Loading Adobe Warehouse Data To The Database
Once the pipelines have been configured and delivery from Adobe has commenced feeds will arrive daily. For example, this shows daily files being delivered to a user defined report called adob_site_totals
;
"/adobe_site_totals/rsid_adob_site_tot_20180101.csv"
"/adobe_site_totals/rsid_adob_site_tot_20180102.csv"
"/adobe_site_totals/rsid_adob_site_tot_20180103.csv"
The system will process each CSV file according to the organizational structure the files are being delivered. For example, based on the above structure a table would be created called adob_site_totals
. This is based on the report type directory name.
Based on the CSV header residing in the report type folder adob_site_totals
columns are created which align with the schema of the file. In this example, the CSV contained the header:
date, visits, unique_visitors, something_23_event23, rsid
The CSV file will have values that would align to those headers. In this example the CSV file has following row values:
"January 8, 2015",111292,12513,8139,rsid
associated with each header item
date, visits, unique_visitors, something_23_event23, rsid
With each subsequent file delivery of for the adob_site_totals
report suite the same process would occur.This would result in new rows being added to adob_site_totals
:
date,visits,unique_visitors,something_23_event23,rsid
"January 1, 2015",111292,3256,2243,x
"January 2, 2015",171540,12385,5654,x
"January 3, 2015",131791,23423,8453,x
"January 4, 2015",81292,4513,1296,x
Access Credentials
Adobe supports standard username and password credential for SFTP. Openbridge will supply these to you to supply during the batch pipeline setup process.
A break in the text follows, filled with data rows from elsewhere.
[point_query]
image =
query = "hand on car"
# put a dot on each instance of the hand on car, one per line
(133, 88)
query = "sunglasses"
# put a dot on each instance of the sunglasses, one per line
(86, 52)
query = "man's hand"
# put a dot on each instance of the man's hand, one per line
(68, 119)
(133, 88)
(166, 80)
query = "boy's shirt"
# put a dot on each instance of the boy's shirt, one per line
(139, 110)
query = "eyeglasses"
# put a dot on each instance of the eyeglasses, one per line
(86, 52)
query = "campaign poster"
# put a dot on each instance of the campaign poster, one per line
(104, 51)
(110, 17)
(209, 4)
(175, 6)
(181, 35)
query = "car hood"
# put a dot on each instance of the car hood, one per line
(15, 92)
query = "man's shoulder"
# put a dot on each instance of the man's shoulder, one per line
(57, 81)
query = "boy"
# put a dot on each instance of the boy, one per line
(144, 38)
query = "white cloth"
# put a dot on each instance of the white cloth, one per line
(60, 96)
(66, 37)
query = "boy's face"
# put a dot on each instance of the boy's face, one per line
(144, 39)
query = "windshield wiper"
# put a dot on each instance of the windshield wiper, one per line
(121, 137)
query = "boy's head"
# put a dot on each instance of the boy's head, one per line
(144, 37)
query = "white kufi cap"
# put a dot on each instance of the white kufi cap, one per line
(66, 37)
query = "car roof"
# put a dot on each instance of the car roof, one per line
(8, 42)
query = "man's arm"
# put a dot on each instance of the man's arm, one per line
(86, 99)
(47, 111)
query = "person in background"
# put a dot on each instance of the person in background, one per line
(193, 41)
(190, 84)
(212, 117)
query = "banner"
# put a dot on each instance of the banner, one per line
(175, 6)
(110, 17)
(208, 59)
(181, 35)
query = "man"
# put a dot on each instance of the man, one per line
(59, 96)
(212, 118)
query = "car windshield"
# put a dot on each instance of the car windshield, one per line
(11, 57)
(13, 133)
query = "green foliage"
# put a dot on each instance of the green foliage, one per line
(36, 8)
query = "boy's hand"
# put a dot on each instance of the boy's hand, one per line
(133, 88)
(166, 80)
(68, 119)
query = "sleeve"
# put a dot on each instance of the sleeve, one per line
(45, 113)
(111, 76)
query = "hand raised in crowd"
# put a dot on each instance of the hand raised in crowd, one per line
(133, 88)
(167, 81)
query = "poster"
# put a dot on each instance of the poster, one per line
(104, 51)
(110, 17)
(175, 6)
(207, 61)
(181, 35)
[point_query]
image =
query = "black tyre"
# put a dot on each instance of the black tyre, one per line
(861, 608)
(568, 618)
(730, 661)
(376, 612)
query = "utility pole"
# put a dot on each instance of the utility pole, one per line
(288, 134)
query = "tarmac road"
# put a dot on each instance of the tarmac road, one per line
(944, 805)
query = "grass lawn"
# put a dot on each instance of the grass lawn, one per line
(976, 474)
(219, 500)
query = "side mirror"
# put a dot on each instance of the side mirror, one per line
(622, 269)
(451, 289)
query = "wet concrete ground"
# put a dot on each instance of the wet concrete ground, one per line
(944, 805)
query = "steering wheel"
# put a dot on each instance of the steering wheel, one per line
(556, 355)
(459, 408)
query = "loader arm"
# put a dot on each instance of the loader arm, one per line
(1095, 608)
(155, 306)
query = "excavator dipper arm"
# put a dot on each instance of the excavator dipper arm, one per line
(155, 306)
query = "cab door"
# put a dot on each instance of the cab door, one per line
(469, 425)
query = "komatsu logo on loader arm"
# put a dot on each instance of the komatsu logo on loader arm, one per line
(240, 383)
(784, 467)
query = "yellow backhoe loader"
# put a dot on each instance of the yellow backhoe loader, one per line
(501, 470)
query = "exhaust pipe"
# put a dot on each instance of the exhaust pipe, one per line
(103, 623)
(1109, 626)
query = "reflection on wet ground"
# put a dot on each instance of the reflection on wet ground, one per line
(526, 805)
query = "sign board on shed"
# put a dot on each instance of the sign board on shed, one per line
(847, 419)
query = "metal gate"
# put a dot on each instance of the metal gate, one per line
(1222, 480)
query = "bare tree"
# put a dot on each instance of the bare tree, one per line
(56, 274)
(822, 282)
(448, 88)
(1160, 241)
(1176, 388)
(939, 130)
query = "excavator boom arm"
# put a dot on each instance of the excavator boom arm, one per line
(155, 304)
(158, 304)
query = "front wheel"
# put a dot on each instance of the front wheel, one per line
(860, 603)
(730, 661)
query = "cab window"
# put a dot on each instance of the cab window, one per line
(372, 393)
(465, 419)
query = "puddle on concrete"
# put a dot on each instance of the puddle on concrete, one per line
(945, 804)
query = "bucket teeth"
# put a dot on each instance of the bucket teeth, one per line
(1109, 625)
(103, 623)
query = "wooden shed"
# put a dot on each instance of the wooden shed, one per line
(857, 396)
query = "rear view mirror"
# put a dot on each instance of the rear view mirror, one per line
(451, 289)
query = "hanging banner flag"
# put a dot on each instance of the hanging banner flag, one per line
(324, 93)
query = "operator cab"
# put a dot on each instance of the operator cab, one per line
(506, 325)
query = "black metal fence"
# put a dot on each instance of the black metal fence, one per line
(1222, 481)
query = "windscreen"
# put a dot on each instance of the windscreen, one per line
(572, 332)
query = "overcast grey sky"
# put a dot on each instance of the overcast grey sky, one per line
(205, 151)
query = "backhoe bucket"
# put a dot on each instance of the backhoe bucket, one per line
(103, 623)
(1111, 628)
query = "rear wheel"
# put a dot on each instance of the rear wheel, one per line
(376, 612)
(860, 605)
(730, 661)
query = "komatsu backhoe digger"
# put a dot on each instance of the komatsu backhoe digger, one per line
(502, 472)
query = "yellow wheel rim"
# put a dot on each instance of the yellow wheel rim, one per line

Please note, that Adobe will only have access to the specific directory path in a given pipeline. They are "locked" there and only have access to deliver files to the target directory.
Delivery Frequency
You have the option of scheduling the frequency of your data warehouse with the Adobe website. We suggest that the feeds are scheduled daily, delivered between 3AM and 6AM daily.